Statically women are not more vulnerable to rape.

And there is something else; in reading about the victimization of men by women, another story emerges.

Female potency.

Male victims, teens and adults, are changed by having been raped by a woman—they are suicidal, addicted, dysfunctional, unhinged, helpless, hurting. In the background of many male rapists of adult women is sexual abuse done to them by women. The vagina employed as a weapon can carve and twist a man so badly he defies society’s most fundamental taboo—male on female rape.

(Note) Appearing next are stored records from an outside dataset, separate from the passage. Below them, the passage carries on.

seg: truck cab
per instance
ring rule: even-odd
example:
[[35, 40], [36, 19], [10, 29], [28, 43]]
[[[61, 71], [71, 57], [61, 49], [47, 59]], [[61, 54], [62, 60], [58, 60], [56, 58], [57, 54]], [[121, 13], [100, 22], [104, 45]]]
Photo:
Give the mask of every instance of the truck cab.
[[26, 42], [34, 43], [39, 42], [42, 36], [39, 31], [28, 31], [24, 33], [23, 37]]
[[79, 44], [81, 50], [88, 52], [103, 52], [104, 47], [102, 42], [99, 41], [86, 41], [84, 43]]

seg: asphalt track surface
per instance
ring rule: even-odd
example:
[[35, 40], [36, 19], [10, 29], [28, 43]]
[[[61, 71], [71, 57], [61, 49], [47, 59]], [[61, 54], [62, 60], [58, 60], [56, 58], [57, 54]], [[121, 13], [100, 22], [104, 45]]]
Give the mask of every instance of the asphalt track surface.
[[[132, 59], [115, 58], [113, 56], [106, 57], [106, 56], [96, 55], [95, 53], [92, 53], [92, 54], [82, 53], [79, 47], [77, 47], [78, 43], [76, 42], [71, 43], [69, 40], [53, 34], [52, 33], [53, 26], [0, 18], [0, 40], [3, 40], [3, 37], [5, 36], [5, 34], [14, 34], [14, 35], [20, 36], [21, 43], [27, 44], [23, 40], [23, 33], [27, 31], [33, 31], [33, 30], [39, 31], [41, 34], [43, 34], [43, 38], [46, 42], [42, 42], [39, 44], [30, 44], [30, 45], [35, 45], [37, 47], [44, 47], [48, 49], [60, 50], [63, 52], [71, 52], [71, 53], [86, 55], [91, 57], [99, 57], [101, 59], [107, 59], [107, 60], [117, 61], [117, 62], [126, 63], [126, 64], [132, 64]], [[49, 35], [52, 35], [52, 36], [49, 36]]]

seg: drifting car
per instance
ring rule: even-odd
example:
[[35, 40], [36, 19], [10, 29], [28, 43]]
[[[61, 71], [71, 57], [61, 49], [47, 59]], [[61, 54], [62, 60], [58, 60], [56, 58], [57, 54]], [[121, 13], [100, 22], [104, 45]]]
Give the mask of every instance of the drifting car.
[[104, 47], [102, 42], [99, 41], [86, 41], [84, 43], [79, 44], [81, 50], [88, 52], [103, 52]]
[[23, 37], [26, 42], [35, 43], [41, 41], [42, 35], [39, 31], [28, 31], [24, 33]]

The vagina is a weapon every bit as potent as a penis.

It can steal innocence.

“All sex is rape.”

A child does not see innocence. To a child the world is good and bad; the good pleases the child, the bad displeases her. The world is made of good and bad people. Good people benefit the child; bad people do not.

Innocence, to a child, if it is seen is seen as weakness and a threat. Someone else’s weakness threatens the child’s absolute claim to the attention and effort of adults. In the child’s calculus need equals worth and other’s needs lessen the child’s worth. The only eyes that can see innocence are those that know they can take it away. Or protect it.

Innocence is inspiration. A call to protect and provide, to be strong. It may be passive but it is powerful. It’s why someone will brave flames—literal or metaphorical—to save another. Like children, many women expect men to fill them with passion. But passion only exists in those who can bear the sight of innocence.

“The personal is political.”

Before I started to read about men’s rights I was, like every other woman, bound by rape hysteria. Men in my eyes bore their burden of guilt and I, in turn, bore my burden of fear.

But I was lucky.

I stumbled upon the men’s rights movement and saw things—statistics, studies—they pulled up from the depths of our society’s subconscious—things that would silently slip down into the deep if it weren’t for them.

All the evidence I’ve seen against rape hysteria is not good enough for those who profit from keeping women in a prison of fear; but it’s good enough for me to question my obligation to stay.

I realized women have sexual potency. And if women are equally responsible for rape, then they have an equal responsibility to be responsible. Because women can take away men’s—and boy’s—innocence. There was no need for men to carry a burden of guilt; nor was there a need for me to carry a burden of fear.

A weight lifted from me in that moment; a weight I never knew I carried till it was gone.

Before I had always seen my husband—and every other man—as either a good man or a bad man; but never innocent. His actions were always deliberate, if he did me harm he was a villain with the blackest heart; if he did me good, he was a knight-in-shining armor.

After, he became innocent.

“The fear of rape limits women’s potential.”

Women infected by rape hysteria will meet bad men, creepy men, evil men. And they’ll meet good men, real men, strong men.

But they will never meet an innocent man.

They are poorer for it.

My name is Alison and I am a survivor of rape hysteria.